Anmerkung zu BVerfG Beschluss vom 10. November 2020

– 1 BvR 3214/15. In: vorgänge Nr. 233 (1/2021), S. 125 – 128

Ende vergangenen Jahres hat das Bundesverfassungsgericht erneut einer Verfassungsbeschwerde gegen das „Gesetz zur Errichtung einer standardisierten zentralen Antiterrordatei von Polizeibehörden und Nachrichtendiensten von Bund und Ländern (Antiterrordateigesetz – ATDG)“ – zumindest in Teilen – stattgegeben. Bereits vor sieben Jahren hatte das Gericht die erste gesetzliche Regelung in einigen Punkten als verfassungswidrig verworfen und eine gesetzlich Neuregelung erzwungen.[1] Die jüngste Entscheidung kommentiert Sebastian Golla.

Die Millen­nia­l-­Datei

Als das gesellschaftliche Leben im Winter 2020/21 stillstand, zog mich kurzzeitig eine Fernsehserie in ihren Bann, die ich zuletzt als Schüler im Jahr 2003 auf RTL 2 verfolgt hatte: In „24 hours“verhindert eine fiktive „Counter Terrorist Unit“ – eine Mischung aus Polizei und Nachrichtendienst – mit teils fragwürdigen Methoden Anschläge und deckt Verschwörungen auf. Eine wichtige Rolle spielt dabei moderne Informationstechnologie: Klobige Funktelefone, Laptops im Aktenkoffer-Format und Datenbanken mit Nutzeroberflächen im früheren Windows Look. Der Computer treibt die Handlung an, die Ermittler*innen hängen „am Tropf der digitalen Maschine“ (Schneider 2007).

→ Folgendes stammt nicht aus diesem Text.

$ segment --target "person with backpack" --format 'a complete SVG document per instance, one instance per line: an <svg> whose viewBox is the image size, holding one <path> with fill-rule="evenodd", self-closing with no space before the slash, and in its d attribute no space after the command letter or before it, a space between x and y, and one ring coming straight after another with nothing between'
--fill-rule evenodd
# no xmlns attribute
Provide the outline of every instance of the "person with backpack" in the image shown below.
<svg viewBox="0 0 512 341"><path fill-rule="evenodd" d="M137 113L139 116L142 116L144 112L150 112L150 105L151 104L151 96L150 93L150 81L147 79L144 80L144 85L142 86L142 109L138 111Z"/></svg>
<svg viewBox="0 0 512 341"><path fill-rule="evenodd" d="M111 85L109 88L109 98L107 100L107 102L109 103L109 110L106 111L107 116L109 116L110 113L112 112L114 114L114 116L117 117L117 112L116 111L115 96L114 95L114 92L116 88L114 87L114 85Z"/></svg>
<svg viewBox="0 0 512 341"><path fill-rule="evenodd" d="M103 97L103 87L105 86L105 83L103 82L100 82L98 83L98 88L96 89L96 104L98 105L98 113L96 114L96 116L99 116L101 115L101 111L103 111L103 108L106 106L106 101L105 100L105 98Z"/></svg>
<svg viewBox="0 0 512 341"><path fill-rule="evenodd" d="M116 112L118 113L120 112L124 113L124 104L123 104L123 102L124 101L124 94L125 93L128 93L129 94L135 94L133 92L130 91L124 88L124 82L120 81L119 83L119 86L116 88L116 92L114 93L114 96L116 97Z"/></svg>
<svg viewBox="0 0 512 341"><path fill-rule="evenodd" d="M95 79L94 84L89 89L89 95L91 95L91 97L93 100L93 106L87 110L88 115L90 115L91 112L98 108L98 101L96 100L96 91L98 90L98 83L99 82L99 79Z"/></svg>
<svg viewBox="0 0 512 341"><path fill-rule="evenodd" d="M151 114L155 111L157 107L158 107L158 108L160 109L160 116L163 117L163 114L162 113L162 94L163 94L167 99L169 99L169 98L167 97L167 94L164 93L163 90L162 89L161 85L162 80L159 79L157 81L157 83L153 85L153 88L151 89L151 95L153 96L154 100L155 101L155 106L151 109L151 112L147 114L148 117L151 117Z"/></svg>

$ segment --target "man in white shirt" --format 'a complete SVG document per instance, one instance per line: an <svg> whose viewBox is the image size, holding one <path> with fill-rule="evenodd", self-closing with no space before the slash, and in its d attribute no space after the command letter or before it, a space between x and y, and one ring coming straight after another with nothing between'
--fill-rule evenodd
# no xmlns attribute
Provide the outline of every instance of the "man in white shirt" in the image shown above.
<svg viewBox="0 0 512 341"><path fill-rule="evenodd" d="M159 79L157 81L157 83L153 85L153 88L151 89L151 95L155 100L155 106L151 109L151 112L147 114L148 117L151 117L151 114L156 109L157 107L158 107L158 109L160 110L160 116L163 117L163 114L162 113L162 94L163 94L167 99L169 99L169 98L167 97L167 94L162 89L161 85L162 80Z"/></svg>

So ähnlich wie die Datenbanken in „24 hours“ könnten auch die ersten Ideen für eine Antiterrordatei (ATD) ausgesehen haben. Und es fragt sich, inwiefern die 2006 eingeführte Datei in den frühen 2000er Jahren „hängen geblieben“ ist. Sie ist gewissermaßen ein virtueller „Millenial“ entscheidend geprägt von den Ereignissen dieser Zeit und allen voran den Terroranschlägen vom 11. September 2001, nach denen eine unzureichende informationelle Vernetzung der Sicherheitsbehörden allgemein bemängelt wurde.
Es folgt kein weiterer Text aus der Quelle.